Offers of aid, meanwhile, have been pouring into academy headquarters. An emergency committee of prominent producers has rallied to offer the chromed Spirit of Ecstasy hood ornaments from their own Rolls-Royces as temporary Oscar substitutes, on the basis that these are rarer and cost more than the famed gilded figures. This mirrored a similar offer by key studio executives to donate the silver three-pointed stars from the radiators of their Mercedes-Benzes. In any event, both offers were declined.

"It would be humiliating for our many Ferrari, Lamborghini and Bentley Brooklands-owning Oscar winners to accept the symbol of cars that cost many thousands less," a Screen Actor's Guild representative explains. "Besides, it could depress the price for their next picture deal."

The academy's own short-term solution--beautifully engraved coupons, entitling the bearers to free tours of the Aaron Spelling mansion, Monopoly-style but real "Get Out of Jail" passes and 30% liposuction discounts, among other special offers--was quickly dismissed by the powerful Film Agents' Advisory Board as "so cheesy, even we blanched."

In a worst-case scenario, meanwhile, academy functionaries were reportedly fanning out all over Los Angeles today to ransack novelty and antique shops and flea markets for Santa Claus, Pinocchio the Michelin Man and other plaster statuettes to be used as "stand-in" Oscars on awards night. "Sprayed gold, and with clever camera work," an academy executive opined, "it just might work!"

Calls for previous Oscar winners to lend their cherished souvenirs have, alas, proved unavailing. "They all held out for two-picture deals," laments one movieland insider.

Appeals to the most talented art students at L.A.'s most prestigious private schools, to sculpt duplicate Oscars, met with no greater success. The academy offered free Universal Studios tours; the students countered with requests for production deals, and there the matter rests.

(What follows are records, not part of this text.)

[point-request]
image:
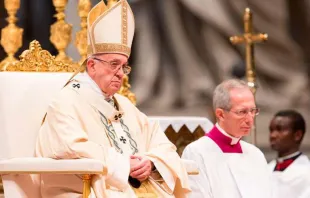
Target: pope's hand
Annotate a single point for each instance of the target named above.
(142, 170)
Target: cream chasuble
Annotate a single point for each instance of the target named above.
(80, 123)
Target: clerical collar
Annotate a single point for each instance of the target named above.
(94, 85)
(234, 140)
(290, 156)
(224, 141)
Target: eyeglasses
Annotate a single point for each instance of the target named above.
(116, 65)
(245, 112)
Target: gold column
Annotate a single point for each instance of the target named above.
(61, 32)
(11, 39)
(81, 36)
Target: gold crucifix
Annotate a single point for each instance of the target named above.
(249, 38)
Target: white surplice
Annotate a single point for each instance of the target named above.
(227, 175)
(294, 181)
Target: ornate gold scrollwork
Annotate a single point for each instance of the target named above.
(81, 36)
(11, 39)
(61, 32)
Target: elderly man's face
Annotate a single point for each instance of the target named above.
(239, 120)
(103, 71)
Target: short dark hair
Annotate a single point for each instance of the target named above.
(298, 121)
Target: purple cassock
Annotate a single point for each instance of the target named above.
(224, 142)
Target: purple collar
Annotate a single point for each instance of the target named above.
(223, 141)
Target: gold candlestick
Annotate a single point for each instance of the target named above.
(111, 3)
(249, 38)
(61, 32)
(81, 36)
(11, 39)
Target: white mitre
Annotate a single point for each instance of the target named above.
(110, 30)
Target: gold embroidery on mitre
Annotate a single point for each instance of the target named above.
(109, 48)
(124, 23)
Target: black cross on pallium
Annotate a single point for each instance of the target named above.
(122, 139)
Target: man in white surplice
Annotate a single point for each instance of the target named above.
(291, 169)
(228, 166)
(88, 119)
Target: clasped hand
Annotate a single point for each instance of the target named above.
(140, 167)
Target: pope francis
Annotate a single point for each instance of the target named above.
(89, 120)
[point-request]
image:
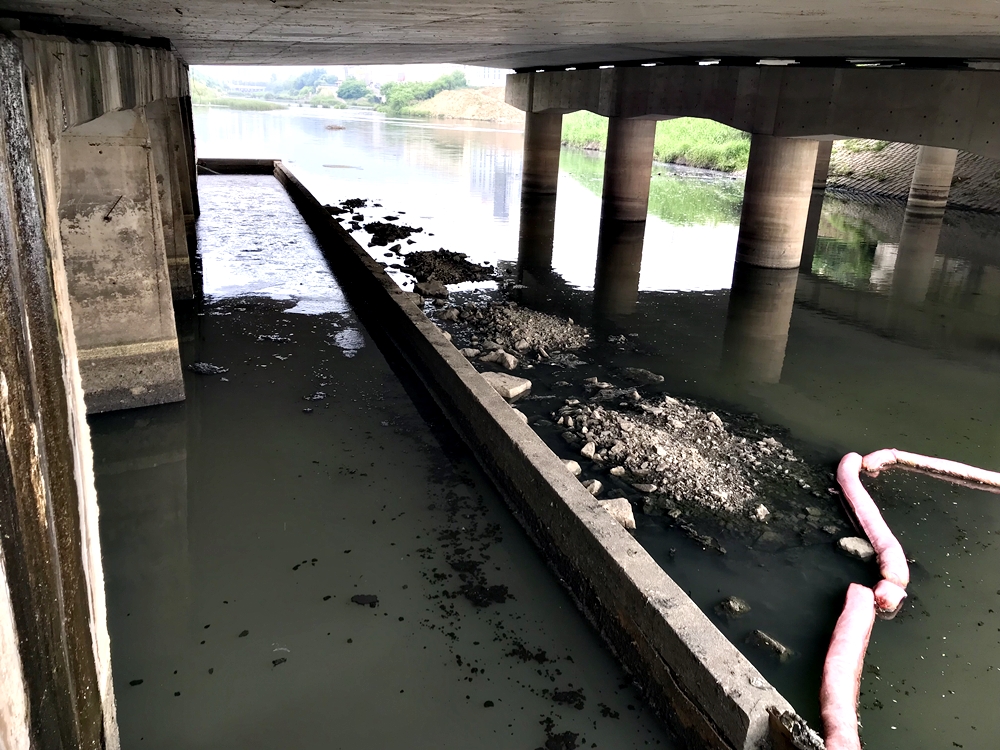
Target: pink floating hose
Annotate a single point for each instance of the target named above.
(891, 560)
(842, 669)
(845, 658)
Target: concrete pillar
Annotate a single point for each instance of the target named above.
(628, 166)
(760, 312)
(824, 150)
(776, 199)
(539, 177)
(112, 238)
(166, 140)
(922, 222)
(55, 671)
(931, 183)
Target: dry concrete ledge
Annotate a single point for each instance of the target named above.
(708, 692)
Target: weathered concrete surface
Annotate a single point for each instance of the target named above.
(539, 180)
(526, 33)
(776, 198)
(116, 265)
(948, 108)
(165, 139)
(55, 664)
(691, 673)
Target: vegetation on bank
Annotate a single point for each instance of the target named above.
(686, 140)
(401, 96)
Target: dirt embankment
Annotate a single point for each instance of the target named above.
(470, 104)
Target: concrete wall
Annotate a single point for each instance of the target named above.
(55, 685)
(103, 208)
(947, 108)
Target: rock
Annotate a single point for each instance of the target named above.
(732, 607)
(639, 375)
(621, 510)
(204, 368)
(431, 288)
(857, 547)
(502, 358)
(762, 640)
(508, 386)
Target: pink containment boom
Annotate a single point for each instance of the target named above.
(892, 561)
(838, 696)
(882, 459)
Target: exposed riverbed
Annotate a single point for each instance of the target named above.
(864, 367)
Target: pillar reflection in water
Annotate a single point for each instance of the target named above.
(539, 180)
(140, 466)
(760, 312)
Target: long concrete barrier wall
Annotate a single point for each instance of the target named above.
(706, 689)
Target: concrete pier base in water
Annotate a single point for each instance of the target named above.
(111, 228)
(779, 187)
(539, 179)
(760, 312)
(628, 166)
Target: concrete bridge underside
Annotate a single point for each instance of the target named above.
(530, 33)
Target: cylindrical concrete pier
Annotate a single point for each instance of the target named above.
(539, 180)
(779, 186)
(760, 312)
(931, 180)
(628, 165)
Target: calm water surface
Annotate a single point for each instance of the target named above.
(892, 340)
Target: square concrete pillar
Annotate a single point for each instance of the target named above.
(166, 140)
(112, 234)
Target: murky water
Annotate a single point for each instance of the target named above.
(302, 553)
(892, 341)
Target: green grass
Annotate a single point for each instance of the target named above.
(678, 201)
(686, 140)
(253, 105)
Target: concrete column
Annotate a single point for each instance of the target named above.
(824, 151)
(931, 180)
(539, 177)
(922, 222)
(776, 199)
(760, 312)
(166, 140)
(112, 237)
(55, 670)
(628, 166)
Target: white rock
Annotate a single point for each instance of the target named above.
(508, 386)
(621, 510)
(857, 547)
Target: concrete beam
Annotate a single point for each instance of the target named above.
(116, 264)
(949, 108)
(55, 662)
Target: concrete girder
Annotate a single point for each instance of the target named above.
(957, 109)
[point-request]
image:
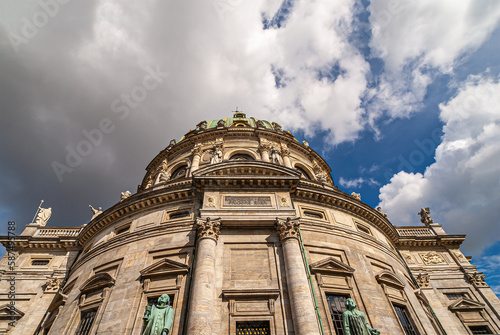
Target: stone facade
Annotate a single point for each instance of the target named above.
(242, 226)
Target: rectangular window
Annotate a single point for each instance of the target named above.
(86, 322)
(406, 321)
(253, 328)
(480, 330)
(336, 304)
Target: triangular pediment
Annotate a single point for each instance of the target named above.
(7, 310)
(164, 266)
(331, 265)
(388, 278)
(98, 281)
(465, 304)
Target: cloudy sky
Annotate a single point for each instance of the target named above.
(401, 97)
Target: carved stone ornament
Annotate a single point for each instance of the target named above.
(477, 278)
(202, 125)
(409, 259)
(125, 195)
(425, 216)
(208, 228)
(379, 209)
(433, 257)
(461, 258)
(356, 196)
(210, 201)
(423, 280)
(284, 201)
(96, 212)
(287, 228)
(52, 284)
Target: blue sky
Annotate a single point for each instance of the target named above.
(400, 97)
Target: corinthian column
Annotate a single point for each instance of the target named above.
(301, 302)
(201, 307)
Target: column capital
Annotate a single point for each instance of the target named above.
(287, 228)
(208, 228)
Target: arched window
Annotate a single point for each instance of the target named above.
(180, 172)
(241, 157)
(303, 172)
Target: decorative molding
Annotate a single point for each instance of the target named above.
(433, 257)
(97, 282)
(331, 265)
(465, 304)
(208, 228)
(423, 280)
(388, 278)
(287, 228)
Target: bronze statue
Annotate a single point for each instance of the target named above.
(159, 318)
(354, 321)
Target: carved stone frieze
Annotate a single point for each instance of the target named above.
(423, 280)
(287, 228)
(52, 284)
(433, 257)
(476, 278)
(208, 228)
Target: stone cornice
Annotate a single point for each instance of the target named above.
(253, 174)
(36, 242)
(309, 192)
(430, 241)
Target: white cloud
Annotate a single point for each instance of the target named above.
(462, 187)
(417, 39)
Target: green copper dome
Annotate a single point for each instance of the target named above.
(239, 119)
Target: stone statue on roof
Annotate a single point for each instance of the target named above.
(425, 216)
(43, 216)
(159, 318)
(216, 155)
(354, 321)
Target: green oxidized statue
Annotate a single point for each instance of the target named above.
(354, 321)
(159, 318)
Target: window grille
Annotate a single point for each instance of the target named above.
(178, 215)
(241, 157)
(253, 328)
(479, 330)
(406, 321)
(336, 304)
(86, 322)
(315, 215)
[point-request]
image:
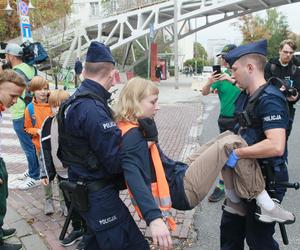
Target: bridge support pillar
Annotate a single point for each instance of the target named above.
(153, 61)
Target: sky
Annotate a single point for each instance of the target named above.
(291, 11)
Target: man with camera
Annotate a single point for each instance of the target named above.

To accommodate the crisis, acceptance speeches for potential Oscar winners are currently being rewritten around the clock from Bel-Air to Brentwood by ghostwriters whose fees have skyrocketed in a race to mint the wittiest "Oscar-less Oscar Night" ad-lib. "Nicholson's got Joanie (Didion) and J. G. (Dunne) locked in his solarium," confides one source, "and (David) Mamet, Gore (Vidal) and Eudora (Welty) are holed up at the Beverly Hills Hotel, writing killer lines for Dame Judy Dench." Oscars master of ceremonies Billy Crystal was even forced to hire an extra patter-writer for the unusual turn of events, but was relieved, staffers say, when he found out the writer was himself.

Reducing the number of Oscars presented on Monday night to match the limited number of genuine statuettes was rejected out of hand by the academy. "The viewing public around the world expects an interminable ordeal of meaningless and instantly forgotten Oscars for everything from Best Documentary Musical Score Without a Harmonica to Best Catering on a Foreign Location Shoot for a Non-Musical Feature," an academy veteran said, "and we don't intend to disappoint them."